Boredom Ambushes the Unwary – Grapevine Article April 1950 by J.F.

PAGING Solomon with all his wisdom!

What makes some of us take that first drink? We can get as many answers to that perennial question as there are unfortunate slipees.

It has been my experience that boredom sets an emotional trap for all of us. The eager beaver in AA, full of inspirational fire and fervor, very often gets fed-up and suffers a corresponding let-down. The post-honeymoon period is another dangerous time for many of us. And what about those who have anywhere from one to 15 years of uninterrupted sobriety? Boredom, and its by-products of inertia and restlessness, lurks in wait for them, too.

No one–but no one–is completely immune to periodic attacks of this devastating state of mind. It generally waits until we have lulled ourselves into a feeling of security. And then it strikes!

Boredom is an insidious, creeping mental paralysis that can depress all mankind, wet or dry.

It’s a constant and definite menace to every AA and it can only be handled intelligently and effectively at the beginning of each attack. Learn how to detect the signs in yourself–and do something about it right away! Don’t wait until you’re in the middle of it. An ounce of prevention is always worth a pound of cure to the alcoholic.

Personally, it is absolutely necessary for me to be on guard against it in all its many and diverse forms.

I try to remember that even though I’m a dry alcoholic, and without a slip, I am a human being first. And as such, I’m subject to all the emotionally destructive things that arise to plague men and women, whether they drink or not.

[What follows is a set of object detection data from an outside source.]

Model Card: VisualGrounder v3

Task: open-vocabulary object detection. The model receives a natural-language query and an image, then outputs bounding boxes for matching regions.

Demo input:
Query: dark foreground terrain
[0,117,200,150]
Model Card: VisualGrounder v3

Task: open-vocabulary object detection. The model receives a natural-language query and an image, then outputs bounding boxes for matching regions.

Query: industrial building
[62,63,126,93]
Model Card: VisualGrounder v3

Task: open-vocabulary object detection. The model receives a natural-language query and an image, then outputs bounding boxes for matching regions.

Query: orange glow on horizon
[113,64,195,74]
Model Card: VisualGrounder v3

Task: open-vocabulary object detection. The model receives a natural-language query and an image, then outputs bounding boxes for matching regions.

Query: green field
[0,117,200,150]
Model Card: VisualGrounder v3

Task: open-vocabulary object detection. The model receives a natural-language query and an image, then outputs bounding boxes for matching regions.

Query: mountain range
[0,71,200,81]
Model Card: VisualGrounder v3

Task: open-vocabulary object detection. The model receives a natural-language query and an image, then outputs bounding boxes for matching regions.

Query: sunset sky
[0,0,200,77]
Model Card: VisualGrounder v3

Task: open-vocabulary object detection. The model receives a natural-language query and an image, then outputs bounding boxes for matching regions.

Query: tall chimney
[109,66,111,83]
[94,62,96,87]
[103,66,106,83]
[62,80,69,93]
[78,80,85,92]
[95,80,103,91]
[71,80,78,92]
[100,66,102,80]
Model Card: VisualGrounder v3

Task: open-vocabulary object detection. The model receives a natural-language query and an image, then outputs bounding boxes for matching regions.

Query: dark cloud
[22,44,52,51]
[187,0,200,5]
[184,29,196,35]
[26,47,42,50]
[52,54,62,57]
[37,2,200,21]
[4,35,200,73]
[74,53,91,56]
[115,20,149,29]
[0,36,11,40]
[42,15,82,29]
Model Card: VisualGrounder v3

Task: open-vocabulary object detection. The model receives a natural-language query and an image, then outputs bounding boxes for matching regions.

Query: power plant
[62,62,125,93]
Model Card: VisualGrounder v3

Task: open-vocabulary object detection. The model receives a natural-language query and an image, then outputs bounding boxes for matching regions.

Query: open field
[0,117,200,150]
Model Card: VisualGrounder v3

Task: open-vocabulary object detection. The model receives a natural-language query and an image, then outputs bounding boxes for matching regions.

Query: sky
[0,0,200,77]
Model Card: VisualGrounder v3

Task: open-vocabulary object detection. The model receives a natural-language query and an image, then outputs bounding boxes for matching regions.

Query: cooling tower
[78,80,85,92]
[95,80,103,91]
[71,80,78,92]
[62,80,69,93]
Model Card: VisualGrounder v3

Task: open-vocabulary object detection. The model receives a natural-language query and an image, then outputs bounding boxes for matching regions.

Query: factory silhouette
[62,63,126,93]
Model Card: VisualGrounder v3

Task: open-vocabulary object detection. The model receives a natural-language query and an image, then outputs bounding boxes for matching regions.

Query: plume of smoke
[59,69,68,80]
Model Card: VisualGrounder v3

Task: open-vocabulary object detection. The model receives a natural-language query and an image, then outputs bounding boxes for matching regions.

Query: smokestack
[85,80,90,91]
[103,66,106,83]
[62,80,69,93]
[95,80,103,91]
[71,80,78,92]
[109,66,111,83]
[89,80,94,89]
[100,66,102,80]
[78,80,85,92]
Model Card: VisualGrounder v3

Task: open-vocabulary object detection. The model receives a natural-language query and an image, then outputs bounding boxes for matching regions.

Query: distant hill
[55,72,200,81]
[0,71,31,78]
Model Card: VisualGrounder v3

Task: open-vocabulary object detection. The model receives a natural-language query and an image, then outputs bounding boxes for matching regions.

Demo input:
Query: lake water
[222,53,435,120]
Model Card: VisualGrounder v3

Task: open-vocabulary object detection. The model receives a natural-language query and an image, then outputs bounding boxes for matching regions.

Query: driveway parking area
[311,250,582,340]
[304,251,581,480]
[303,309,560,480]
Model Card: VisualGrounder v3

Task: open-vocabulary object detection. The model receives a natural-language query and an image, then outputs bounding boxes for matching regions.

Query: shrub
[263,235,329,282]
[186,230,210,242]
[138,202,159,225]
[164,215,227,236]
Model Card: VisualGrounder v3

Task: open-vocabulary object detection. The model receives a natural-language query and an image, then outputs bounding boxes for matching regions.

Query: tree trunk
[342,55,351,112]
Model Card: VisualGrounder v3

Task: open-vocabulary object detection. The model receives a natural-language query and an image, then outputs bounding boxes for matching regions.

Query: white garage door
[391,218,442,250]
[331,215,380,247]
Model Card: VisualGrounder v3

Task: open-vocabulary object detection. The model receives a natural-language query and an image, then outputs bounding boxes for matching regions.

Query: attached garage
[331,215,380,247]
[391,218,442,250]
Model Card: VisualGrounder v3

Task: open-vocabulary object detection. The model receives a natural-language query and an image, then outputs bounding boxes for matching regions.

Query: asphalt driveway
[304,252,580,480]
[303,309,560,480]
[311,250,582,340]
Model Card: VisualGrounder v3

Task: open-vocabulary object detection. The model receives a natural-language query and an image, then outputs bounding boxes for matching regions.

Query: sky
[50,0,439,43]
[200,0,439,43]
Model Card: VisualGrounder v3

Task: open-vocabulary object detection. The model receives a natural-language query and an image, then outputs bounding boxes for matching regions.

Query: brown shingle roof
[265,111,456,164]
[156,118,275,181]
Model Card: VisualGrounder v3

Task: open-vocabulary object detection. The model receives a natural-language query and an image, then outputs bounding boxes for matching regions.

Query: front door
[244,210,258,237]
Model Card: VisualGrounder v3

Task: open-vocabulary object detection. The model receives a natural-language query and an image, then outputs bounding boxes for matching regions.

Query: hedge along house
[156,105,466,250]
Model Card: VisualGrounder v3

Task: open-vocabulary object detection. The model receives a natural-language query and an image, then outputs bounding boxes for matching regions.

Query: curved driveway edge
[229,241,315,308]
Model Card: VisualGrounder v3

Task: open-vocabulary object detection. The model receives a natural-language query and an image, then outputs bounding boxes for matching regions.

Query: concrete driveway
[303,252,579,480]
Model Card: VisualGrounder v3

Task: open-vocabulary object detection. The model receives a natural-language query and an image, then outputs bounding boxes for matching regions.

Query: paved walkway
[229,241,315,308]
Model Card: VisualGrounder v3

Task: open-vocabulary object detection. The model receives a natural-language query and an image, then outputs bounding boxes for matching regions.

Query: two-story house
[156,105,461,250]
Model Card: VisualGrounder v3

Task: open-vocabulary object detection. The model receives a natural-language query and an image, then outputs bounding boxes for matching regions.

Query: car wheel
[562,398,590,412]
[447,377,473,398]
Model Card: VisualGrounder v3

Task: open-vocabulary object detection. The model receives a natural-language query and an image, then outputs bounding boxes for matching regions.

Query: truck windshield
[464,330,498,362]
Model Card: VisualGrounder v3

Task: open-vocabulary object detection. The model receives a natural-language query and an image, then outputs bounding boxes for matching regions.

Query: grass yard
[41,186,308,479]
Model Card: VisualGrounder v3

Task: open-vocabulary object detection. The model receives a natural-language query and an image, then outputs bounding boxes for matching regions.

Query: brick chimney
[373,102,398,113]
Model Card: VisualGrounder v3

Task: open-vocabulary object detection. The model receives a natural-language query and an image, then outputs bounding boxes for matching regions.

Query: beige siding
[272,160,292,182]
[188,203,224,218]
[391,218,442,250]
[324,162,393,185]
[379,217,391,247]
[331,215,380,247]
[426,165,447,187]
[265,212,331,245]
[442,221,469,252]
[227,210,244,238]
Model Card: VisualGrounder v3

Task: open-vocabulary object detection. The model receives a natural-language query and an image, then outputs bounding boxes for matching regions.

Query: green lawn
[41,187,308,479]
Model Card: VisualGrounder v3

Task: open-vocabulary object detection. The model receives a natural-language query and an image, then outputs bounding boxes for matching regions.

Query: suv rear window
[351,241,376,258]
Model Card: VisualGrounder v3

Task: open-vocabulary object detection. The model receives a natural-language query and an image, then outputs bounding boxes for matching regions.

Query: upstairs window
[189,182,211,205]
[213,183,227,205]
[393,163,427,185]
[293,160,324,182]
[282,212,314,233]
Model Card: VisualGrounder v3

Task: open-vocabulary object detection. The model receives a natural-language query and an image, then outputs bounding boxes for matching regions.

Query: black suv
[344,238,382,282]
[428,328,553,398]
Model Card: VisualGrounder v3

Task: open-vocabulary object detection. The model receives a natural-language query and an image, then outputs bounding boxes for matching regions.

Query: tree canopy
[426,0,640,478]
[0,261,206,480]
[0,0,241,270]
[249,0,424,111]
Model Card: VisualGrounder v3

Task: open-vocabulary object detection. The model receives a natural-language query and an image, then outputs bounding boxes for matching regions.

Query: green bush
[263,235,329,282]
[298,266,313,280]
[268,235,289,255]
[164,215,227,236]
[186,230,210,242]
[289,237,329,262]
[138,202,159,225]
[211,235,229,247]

Simply being sober doesn’t give me protection against boredom and its inseparable companion, mental depression. My protection can only come from knowing myself and my temperament, and what might be harmful to me and my sobriety. And doing something about it before it’s too late.

This was my pattern of boredom at one time.

First, I’d become fed-up with my family and friends. Next, with my job. Finally, AA and the people in it would start to rub me the wrong way and life in general attained a bilious hue.

The people I usually liked to be with suddenly became unbearably stupid. I wondered how my family could be so silly and selfish and my business associates act like jackasses. AA meetings were all monotonously alike, gathering places for self-important people, particularly the speakers. Life was dull–life was meaningless–and sobriety an onerous and depressing way of finding happiness.

When boredom really laid its constricting hands on me, everything was an effort. Trifles became mountainous obstacles. I didn’t speak to people; I grunted or snarled. My nose was out of joint about everything. Nothing pleased me and everything displeased me. Loneliness and despair were my existence.

I have a fairly steady hand now–but there were times in the past when I couldn’t lift a cup or fork. My clothing is pressed and clean–but it wasn’t that way before. My days and nights are free of dread–but when I drank, they were filled with despair and, sometimes, hallucinations.

I’m not kidding myself. This hand of mine will shake again. My clothing will be filthy once more. And many other things which happened to me in the past will torture me again–if I’m fool enough to become bored.

History tells us that Solomon was a smart apple. But even he, with all his wisdom, wouldn’t be able to prevent a frequently or chronically bored alcoholic from being a sucker for that first drink.